Poucas emoções espontâneas são tão preciosas quanto uma canção te trazer cheiros, cores e sabores de uma época. O Sunny Day Real Estate é dessas bandas capazes de preencher um disco só com essas afetuosas reminiscências, e boa parte dessa culpa é de Jeremy Enigk, que esgarçou um jeito confessional de conduzir sua música poucas vezes visto no rock. Era década de 90 e Jeremy atrelava seu íntimo falsete a melodias que explodiam em guitarras impulsivas e batidas ricas e variadas, criando tesouros como “Seven”, “In Circles” e “Red Elephant”.

Aquela mistura declaradamente sentimental capturou uma infinidade de pessoas, alargou o legado sonoro de Seattle (até então só mencionada pelo grunge), instaurou uma legião de fãs, influenciou meio mundo a rasgar o verbo sem censura emocional e catapultou uma abordagem sonora hoje conhecida – e questionada – como emo. O SDRE acabou, mas Jeremy felizmente seguiu sua carreira-solo, mostrando uma habilidade atemporal de nos comover. Ele está prestes a lançar mais um disco, com financiamento colaborativo de seus fãs na Pledge Music, e cogita uma turnê com o SDRE. O fato de Jeremy dar novos rumos a uma bela história que poderia ser apenas nostálgica justifica nossa grande admiração por ele. Receber essas respostas tão honestas e cheias de simplicidade sustenta ainda mais esse apreço.

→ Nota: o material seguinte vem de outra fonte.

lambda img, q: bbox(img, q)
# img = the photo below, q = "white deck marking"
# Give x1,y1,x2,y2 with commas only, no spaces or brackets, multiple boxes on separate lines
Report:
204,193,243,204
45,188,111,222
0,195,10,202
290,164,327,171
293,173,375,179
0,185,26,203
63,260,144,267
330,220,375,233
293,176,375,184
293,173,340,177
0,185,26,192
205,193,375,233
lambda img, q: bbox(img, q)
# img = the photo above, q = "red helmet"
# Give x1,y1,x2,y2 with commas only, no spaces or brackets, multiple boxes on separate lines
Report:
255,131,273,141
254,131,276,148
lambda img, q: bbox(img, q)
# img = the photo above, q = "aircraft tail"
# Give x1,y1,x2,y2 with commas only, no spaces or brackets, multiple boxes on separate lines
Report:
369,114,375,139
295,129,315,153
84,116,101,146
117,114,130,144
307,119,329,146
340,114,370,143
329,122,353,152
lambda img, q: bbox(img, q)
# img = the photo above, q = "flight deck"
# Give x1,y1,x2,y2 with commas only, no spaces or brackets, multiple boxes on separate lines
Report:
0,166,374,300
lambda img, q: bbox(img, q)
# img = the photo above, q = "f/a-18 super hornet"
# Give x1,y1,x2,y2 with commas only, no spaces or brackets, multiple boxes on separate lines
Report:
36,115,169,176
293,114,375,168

Sounds Like Us: Na discografia do Sunny Day Real Estate, a gente percebe que você passou a fazer mais uso do falsete no How It Feels to Be Something On, que vem depois de seu primeiro disco-solo, Return of the Frog Queen. Foi na carreira solo que você se sentiu mais encorajado a adotar esse estilo vocal?
Jeremy Enigk: Antes de a gente gravar o Diary, eu costumava cantar usando muito mais o falsete, mas teve uma sequência de shows em que eu cantei de um jeito mais intenso e isso acabou causando alguns problemas na minha voz, fazendo eu perder completamente o meu timbre alto e o falsete. Então eu tive que mudar meu jeito de cantar no Diary e no Pink. Foi só no How It Feels To Be Something On que eu fui ter o timbre mais alto de volta.

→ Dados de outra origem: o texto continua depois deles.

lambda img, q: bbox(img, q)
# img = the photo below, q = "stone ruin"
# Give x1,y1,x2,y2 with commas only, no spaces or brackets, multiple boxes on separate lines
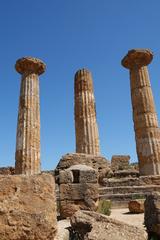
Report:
59,164,99,218
111,155,130,171
55,153,111,183
0,49,160,239
145,192,160,238
97,50,160,218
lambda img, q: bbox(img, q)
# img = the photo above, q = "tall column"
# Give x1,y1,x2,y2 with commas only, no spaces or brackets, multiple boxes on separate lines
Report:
74,68,100,155
122,49,160,175
15,57,46,175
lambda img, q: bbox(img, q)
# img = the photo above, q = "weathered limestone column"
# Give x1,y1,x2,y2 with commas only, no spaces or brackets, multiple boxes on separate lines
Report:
74,69,100,155
15,57,46,175
122,49,160,175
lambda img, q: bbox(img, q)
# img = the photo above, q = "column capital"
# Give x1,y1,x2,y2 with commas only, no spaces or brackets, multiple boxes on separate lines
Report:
15,57,46,75
121,49,153,69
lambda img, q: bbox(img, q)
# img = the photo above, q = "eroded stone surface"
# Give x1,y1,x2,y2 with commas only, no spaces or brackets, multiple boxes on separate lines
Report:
111,155,130,171
0,167,15,175
15,57,46,175
128,200,144,213
59,165,99,218
15,57,46,75
0,173,57,240
55,153,110,183
60,183,99,200
74,69,100,155
70,210,147,240
145,192,160,237
122,49,160,175
121,49,153,69
55,219,70,240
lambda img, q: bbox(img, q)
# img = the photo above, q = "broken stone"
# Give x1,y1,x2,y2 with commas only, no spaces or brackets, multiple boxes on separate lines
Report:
128,199,144,213
70,210,147,240
145,192,160,237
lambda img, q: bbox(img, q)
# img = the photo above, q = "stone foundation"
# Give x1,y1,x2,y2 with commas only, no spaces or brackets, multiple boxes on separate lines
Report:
100,175,160,208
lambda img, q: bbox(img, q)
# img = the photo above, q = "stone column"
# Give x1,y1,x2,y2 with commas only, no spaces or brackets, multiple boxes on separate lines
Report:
74,69,100,155
122,49,160,175
15,57,46,175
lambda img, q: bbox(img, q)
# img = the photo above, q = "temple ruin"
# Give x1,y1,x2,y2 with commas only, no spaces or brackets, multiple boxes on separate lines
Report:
0,51,159,238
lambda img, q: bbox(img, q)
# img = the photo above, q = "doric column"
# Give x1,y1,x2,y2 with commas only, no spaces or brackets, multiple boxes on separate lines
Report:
74,69,100,155
15,57,46,175
122,49,160,175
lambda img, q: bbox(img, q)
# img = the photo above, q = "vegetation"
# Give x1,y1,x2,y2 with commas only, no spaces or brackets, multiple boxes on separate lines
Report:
131,194,145,200
97,200,112,216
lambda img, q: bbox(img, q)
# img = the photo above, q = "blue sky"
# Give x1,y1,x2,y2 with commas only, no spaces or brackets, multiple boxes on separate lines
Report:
0,0,160,170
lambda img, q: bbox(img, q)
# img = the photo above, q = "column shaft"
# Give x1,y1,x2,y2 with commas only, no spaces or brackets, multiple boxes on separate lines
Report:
130,66,160,175
122,49,160,176
15,73,40,175
74,69,100,155
15,57,45,175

Sounds: De que maneira o Craig Wedren, do Shudder to Think, te influenciou na hora de cantar? Quem mais você lavava em conta na hora de usar sua voz e em que momento da vida descobriu “esse é o meu jeito de cantar com personalidade”?
Jeremy: Eu me inspirava no jeito com que o Craig cantava melodias tão bonitas em cima de músicas pesadas. Eram falsetes delicados junto com vocais abertos numa crescente. A Sinead O’Connor também tinha um estilo parecido que definitivamente me influenciou, junto com a primeira fase do Bono no U2.

Sounds: Na hora de compor, como você separa o que é da carreira-solo e o que é do Sunny Day? Você compõe já pensando nos arranjos?
Jeremy: Isso tem sido uma das coisas mais difíceis de se descobrir ao longo dos anos, mas o que geralmente acaba acontecendo é que, seja qual forem as músicas que eu estiver escrevendo, elas vão para o projeto em que eu estiver envolvido naquele momento.

Sounds: Como tem sido fazer um disco tão colaborativo, no qual os fãs te auxiliam a escolher canções? [Jeremy conseguiu financiar seu mais recente disco solo pela Pledge Music] Sentiu que precisava de uma opinião externa para lidar com as dezenas de composições acumuladas ao longo dos últimos anos?
Jeremy: É uma coisa incrível ver tantas pessoas apoiando o que eu faço. Isso faz eu me sentir amado e acolhido. Isso também pode ser um pouco estressante, porque eu me exponho para todos. O lado bom é que eu tenho fãs pacientes e compreensivos, e eu estou preparado.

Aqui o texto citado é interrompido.